Coffee grounds can be boiled in water and sprayed onto the bugs or spread around the base of the plants.
This also repels other bugs, beetles, and mosquitos.
5. Neem Oil
Vegetable oil extracted from various parts of the neem tree and widely used in organic farming today.
It is a natural pesticide and effective against attacks by many pests including squash bugs.
Neem oil can also be used to keep clear of mildew and fungus, helping to keep the entire garden healthy and so deter attacks from destructive insects.
Spray frequently from the spring onwards to kill them.
6. Hand Pick
Not a suitable choice for large-scale crop growers but individual backyard gardeners, this effective home remedy needs only patience and persistence.
Some farmers suggest using duct tape to remove the pests or some other form of sticky material.
This method needs to be applied daily to control the infestation.
7. Diatomaceous Earth
This is a very successful natural means of pest control for large infestations.
DE is also known as fossil shell flour being composed of the crushed and powdered shells of tiny fossilized aquatic creatures.
The white powder is actually a type of sand and when bugs come into contact with it, they become dehydrated and die.
The sharpness of the powder can also cut through and destroy the larvae of squash bugs and other pests.
Sprinkle it around on the soil around affected plants and the leaves. A fresh application will be needed after a rain shower.
8. Remove Eggs
A painstaking removal of squash bug eggs will help prevent an infestation of the critters.

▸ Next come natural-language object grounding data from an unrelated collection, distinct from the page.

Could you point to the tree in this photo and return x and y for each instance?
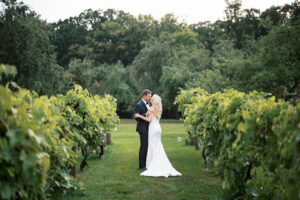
(25, 43)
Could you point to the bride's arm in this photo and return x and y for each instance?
(148, 118)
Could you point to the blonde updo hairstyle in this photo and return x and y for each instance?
(157, 106)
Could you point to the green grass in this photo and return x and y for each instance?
(116, 175)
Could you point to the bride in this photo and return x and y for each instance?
(157, 162)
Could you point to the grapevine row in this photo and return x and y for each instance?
(252, 139)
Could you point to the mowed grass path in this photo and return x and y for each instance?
(116, 175)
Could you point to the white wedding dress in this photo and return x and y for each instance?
(157, 162)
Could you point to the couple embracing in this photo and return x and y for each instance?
(152, 156)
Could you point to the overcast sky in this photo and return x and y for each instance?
(191, 11)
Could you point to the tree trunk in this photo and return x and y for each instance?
(85, 156)
(73, 168)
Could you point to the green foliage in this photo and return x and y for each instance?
(36, 148)
(253, 141)
(38, 134)
(90, 117)
(25, 43)
(7, 70)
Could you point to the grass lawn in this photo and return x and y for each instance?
(116, 175)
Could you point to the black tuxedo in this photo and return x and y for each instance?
(142, 128)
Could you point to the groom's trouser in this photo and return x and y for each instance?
(143, 131)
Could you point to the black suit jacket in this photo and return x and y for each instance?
(141, 108)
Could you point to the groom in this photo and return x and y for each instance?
(142, 108)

They can be identified as clusters of very small brown oval-shaped eggs nestling under the leaves of the plants.
These can be scraped off and removed or duct tape can also be used for this purpose.
9. Row Covers
Another simple method of tackling the problem is to plant in rows and protect the young plants with a cover.
Synthetic material is most commonly used and supported by an additional framework. This also provides protection from birds, frosts, and other elements of the weather.

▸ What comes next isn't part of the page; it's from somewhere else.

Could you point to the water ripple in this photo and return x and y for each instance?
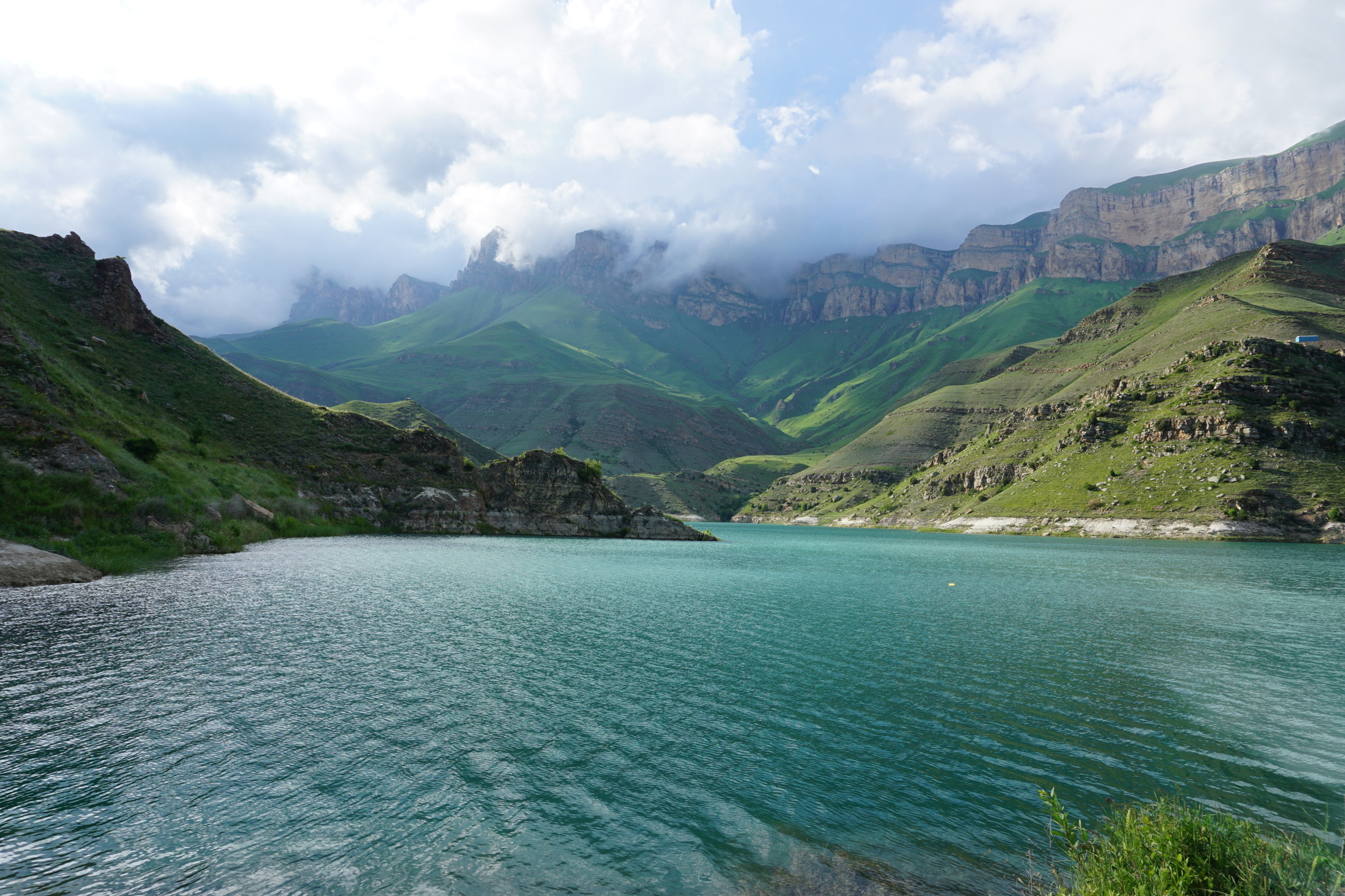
(436, 715)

Variations can be bought or homemade from fine mesh or other suitable lightweight fabrics.
10. Repellent Plants
One of the most widely known and effective repellent plants is the common marigold (calendula).
These make a beautiful and complementary splash of color to the garden but planted near to the squash will deter pests.
11. Clean Up
Keeping the plants pruned and the garden clean will also deter the development of many pests.
Mulch is best avoided as this attracts and harbors insects of all kinds.
12. Companion Planting
Along with marigolds, several other plants can be grown to repel squash bugs and protect the crop. These include nasturtiums, radishes, dill, and other herbs.
Trap crops can also be grown alongside the plant to draw many pests away from the garden.
13. Beneficial Insects
Commercial insecticides may also kill off many types of beneficial insects that feed on unwanted critters.
Planting marigolds not only repels the bugs, but the pollen and flowers also attract the Tachinid Fly (Trichopoda Pennipes).
This small helpful insect lays its eggs on the pests and, after hatching out, burrows into them and devours them.
14. Kaolin Clay
This is an entirely organic mineral substance that does not kill pests outright.
The clay works by disrupting the life cycle of the pests by preventing them from feeding and eliminating them in this way.
15. Bug Buster-O
A commercially available organic pesticide containing pyrethrins that can be sprayed directly onto the critters, instantly destroying them.
Buster-O is safe to use on plants by all means.
Squash is one of the most important crops grown today. It is a beautiful colorful plant that is also a highly nutritious foodstuff.
Although botanically classed as a fruit, it is usually prepared and eaten as a savory dish in the same way as vegetables are used.
Protecting your crop, controlling the life cycle of harmful bugs, and eliminating them from the garden and around the house can be achieved by patient care and entirely organic methods.